Season (Adult / Immature):
National Status: Common
Local Status: Rare and local resident.
Local Record: Grade G See here for explanation
Flight time: One generation, May-Jul, (Sep-Oct).
Foodplant: Broadleaved trees and shrubs.
|Year first recorded||1883||1883||1883||1883||2001|
|Year last recorded||2014||2014||2013||2011||2014|
|Number of records||38||14||20||20||8|
|Number of individuals||33||7||10||17||10|
For the county, we have a total of 100 records from 70 sites. First recorded in 1883.
Sutton & Beaumont, 1989: Only distinguishable from A. psi (Linnaeus) by the genitalia or as a larva, this species is probably much under-recorded as a result. Recently there are a few probable or actually confirmed records and in at least one area of the County it seems more common than A. psi.
VC61. Spurn, said to be resident and confirmed by genitalia (Sutton & Spence, 1974a), however all recently checked specimens have proved to be psi (BRS); Muston, larvae usually quite common, usually on blackthorn but also once on dog rose, imagines probably common at light and seems more regular and numerous than A. psi (PQW); Rudston, larval records in 1980 and 1982 (ASE).
VC62. Wass, common (AMRH); Wilton, bred from female moths taken at rest, 1977 and 1980 (NWH); Lowna Mill, 1986 (JP).
VC63. Sheffield, 'recent' records from Whirlow and Eccleshall Wood (Garland, 1979); Potteric Carr, larvae 1973 (RIH; Jackson, 1976); Hatfield Lings, on birch, 9.9.1973 (PS); Whitgift, singles 16.6 and 11.7.1976 (RIS trap 330, AG); West Melton, annual; Denaby Ings, occasional but much less common than psi (HEB); Thorne Moors, 1978 (Skidmore et al., 1985); Fishlake, on hawthorn, September 1985 (PS); Emley, 1986, larvae more common than those of psi (NG).

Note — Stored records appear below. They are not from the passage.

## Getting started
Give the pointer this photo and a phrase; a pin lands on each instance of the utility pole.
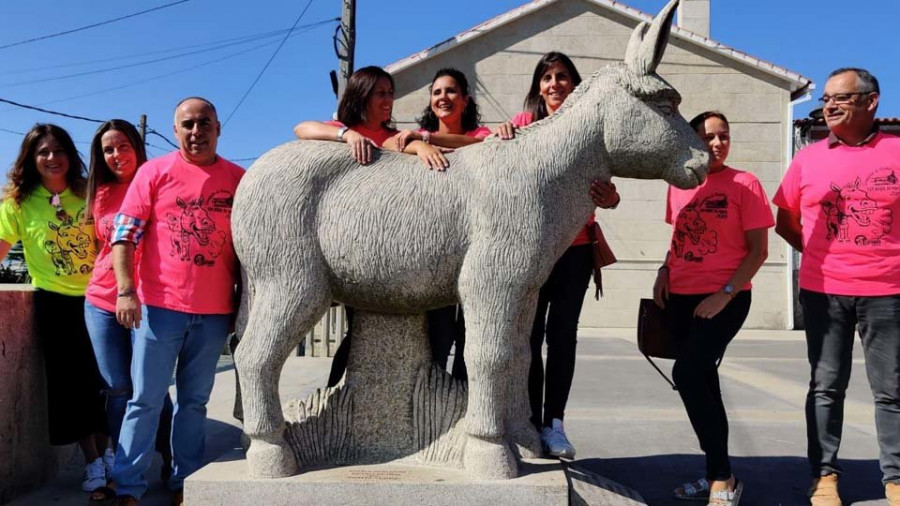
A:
(346, 44)
(142, 129)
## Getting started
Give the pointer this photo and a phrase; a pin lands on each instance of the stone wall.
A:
(26, 457)
(499, 65)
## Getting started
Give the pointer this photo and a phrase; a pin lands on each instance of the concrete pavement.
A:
(627, 424)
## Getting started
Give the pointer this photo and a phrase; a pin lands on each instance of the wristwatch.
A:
(729, 290)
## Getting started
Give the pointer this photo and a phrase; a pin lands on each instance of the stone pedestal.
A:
(26, 457)
(226, 483)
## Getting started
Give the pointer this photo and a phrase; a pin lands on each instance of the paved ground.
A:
(628, 424)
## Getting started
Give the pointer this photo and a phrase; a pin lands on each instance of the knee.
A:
(686, 374)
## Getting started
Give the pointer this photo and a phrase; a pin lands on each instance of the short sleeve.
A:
(788, 195)
(479, 133)
(755, 209)
(139, 198)
(523, 119)
(669, 218)
(10, 227)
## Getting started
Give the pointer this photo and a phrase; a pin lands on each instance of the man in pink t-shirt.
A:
(838, 204)
(179, 208)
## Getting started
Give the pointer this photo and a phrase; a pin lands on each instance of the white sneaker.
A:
(94, 475)
(555, 442)
(109, 461)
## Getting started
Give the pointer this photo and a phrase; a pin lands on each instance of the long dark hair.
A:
(534, 102)
(352, 108)
(24, 178)
(99, 172)
(471, 118)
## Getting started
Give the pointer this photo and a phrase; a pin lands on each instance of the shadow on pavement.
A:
(769, 481)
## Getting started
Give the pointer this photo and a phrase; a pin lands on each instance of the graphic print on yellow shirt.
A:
(59, 249)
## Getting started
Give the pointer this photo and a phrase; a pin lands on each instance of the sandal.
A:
(727, 497)
(693, 491)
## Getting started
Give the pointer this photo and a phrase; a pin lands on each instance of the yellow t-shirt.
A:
(59, 250)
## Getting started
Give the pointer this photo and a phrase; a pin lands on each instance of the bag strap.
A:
(669, 381)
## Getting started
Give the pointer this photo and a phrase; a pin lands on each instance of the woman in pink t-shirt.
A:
(562, 295)
(117, 151)
(719, 242)
(364, 121)
(451, 120)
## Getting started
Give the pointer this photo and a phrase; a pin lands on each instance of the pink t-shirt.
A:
(379, 136)
(188, 262)
(478, 133)
(524, 119)
(847, 198)
(102, 289)
(709, 225)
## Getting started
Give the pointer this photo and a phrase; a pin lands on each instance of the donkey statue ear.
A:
(646, 47)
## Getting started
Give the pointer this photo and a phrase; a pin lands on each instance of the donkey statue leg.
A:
(490, 311)
(279, 317)
(521, 433)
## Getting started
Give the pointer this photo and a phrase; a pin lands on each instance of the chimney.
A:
(693, 15)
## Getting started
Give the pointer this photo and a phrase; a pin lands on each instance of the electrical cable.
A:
(145, 62)
(161, 136)
(101, 23)
(266, 66)
(162, 76)
(56, 113)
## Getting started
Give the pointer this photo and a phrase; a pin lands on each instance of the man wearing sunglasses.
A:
(839, 204)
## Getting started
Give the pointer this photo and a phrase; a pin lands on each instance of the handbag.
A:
(602, 255)
(654, 338)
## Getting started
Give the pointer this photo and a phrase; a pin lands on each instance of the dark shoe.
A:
(165, 471)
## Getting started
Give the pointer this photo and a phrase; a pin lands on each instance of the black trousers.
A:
(702, 345)
(445, 327)
(75, 402)
(556, 320)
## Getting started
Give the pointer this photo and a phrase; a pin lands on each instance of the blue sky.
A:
(807, 36)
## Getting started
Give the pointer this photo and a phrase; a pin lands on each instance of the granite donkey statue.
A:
(311, 225)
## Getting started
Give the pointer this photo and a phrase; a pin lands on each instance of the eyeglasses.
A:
(842, 98)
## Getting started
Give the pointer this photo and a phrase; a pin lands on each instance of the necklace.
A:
(56, 202)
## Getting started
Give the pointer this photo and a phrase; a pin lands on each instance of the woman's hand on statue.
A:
(360, 146)
(433, 156)
(604, 194)
(405, 137)
(712, 305)
(661, 287)
(506, 131)
(128, 311)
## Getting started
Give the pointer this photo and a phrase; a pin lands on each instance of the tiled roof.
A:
(797, 82)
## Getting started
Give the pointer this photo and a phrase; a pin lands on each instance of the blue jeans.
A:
(165, 338)
(112, 348)
(830, 324)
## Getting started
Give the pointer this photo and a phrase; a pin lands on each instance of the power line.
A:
(266, 66)
(56, 113)
(161, 136)
(163, 76)
(101, 23)
(148, 62)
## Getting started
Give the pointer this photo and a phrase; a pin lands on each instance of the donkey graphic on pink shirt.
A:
(851, 201)
(194, 223)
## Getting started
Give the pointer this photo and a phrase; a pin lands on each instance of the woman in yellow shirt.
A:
(43, 206)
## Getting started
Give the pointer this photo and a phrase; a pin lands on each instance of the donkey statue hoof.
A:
(271, 460)
(527, 441)
(489, 459)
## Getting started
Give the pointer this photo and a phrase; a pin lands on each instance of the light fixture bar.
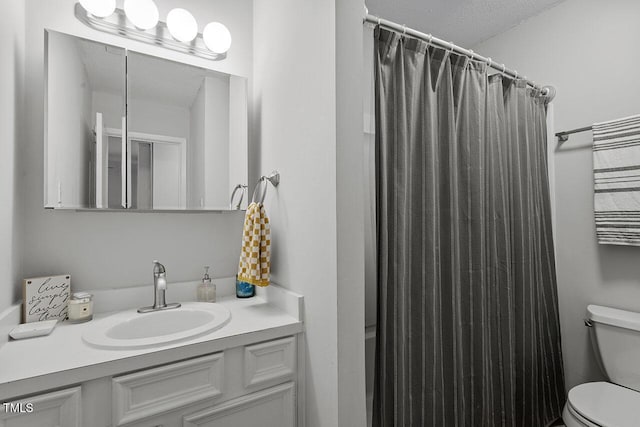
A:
(118, 24)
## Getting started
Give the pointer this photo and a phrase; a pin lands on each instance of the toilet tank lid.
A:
(614, 317)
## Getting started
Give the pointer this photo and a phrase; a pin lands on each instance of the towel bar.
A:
(273, 178)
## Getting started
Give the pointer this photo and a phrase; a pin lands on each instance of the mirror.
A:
(161, 135)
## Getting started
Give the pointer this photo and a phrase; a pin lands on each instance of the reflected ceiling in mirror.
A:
(160, 136)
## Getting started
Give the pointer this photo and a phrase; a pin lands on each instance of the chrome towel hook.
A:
(273, 178)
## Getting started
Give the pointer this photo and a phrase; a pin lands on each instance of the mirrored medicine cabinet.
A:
(132, 132)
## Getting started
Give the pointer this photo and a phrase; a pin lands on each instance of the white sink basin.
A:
(130, 329)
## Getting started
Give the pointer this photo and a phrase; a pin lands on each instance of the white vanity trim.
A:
(70, 361)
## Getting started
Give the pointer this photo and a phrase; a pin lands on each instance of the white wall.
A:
(238, 135)
(216, 141)
(350, 213)
(588, 50)
(295, 95)
(69, 128)
(195, 160)
(103, 250)
(11, 109)
(307, 124)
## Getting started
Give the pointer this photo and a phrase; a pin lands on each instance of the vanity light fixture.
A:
(139, 20)
(182, 25)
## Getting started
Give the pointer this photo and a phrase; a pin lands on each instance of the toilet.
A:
(615, 335)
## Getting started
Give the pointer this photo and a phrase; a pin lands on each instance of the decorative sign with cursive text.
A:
(45, 298)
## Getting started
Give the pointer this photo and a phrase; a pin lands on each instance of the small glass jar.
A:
(244, 289)
(80, 307)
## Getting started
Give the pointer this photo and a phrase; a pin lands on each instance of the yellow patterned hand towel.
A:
(255, 262)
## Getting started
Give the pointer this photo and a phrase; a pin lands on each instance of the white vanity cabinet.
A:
(250, 385)
(56, 409)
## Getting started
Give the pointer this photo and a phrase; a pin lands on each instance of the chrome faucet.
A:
(159, 290)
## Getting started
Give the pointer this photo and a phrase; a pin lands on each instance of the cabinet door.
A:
(273, 407)
(57, 409)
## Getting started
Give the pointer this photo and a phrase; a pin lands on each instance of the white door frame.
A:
(161, 139)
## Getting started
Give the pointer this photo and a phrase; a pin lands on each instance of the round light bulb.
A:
(142, 13)
(99, 8)
(182, 25)
(216, 37)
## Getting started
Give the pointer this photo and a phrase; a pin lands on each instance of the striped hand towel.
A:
(255, 263)
(616, 170)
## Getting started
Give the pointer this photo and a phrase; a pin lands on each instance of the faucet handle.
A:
(158, 268)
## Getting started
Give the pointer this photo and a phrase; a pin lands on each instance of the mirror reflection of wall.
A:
(185, 146)
(81, 74)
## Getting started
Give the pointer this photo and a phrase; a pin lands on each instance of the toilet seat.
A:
(604, 404)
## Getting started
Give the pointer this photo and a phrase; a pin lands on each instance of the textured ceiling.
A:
(464, 22)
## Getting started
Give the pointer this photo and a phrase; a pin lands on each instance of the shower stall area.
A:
(462, 323)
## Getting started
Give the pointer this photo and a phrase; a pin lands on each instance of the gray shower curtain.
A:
(468, 331)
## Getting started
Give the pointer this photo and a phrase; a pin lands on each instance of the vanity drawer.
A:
(159, 390)
(269, 363)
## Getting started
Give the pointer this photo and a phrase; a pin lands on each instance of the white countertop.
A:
(62, 358)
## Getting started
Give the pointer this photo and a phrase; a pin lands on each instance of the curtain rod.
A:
(548, 91)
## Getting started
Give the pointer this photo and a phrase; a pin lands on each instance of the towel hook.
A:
(273, 178)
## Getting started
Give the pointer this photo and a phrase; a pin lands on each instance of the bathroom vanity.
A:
(248, 372)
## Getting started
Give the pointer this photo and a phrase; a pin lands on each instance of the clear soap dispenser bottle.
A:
(206, 289)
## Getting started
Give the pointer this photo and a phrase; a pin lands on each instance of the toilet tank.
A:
(615, 335)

VC64. Knaresborough, 1.7.1970 (JRM; Jackson, 1972); Ilkley, one male 3.7.1986 (WNS); Brayton near Selby, larva October 1986 (NG, SMJ); Burley-in-Wharfedale, one male 1987 (WNS).
2012 (CHF): Every year we receive many records of Dark or Grey Dagger without any confirmatory evidence that the genitalia have been checked. The two of course are not separable by forewing characteristics and must be dissected for a positive identification. This is one of the easiest pair of moths to distinguish in this way. The larvae are very different. It is difficult to comment on the distribution of the two within the county but both appear to be widespread in all five vice-counties. Grey Dagger is however much commoner on the higher ground.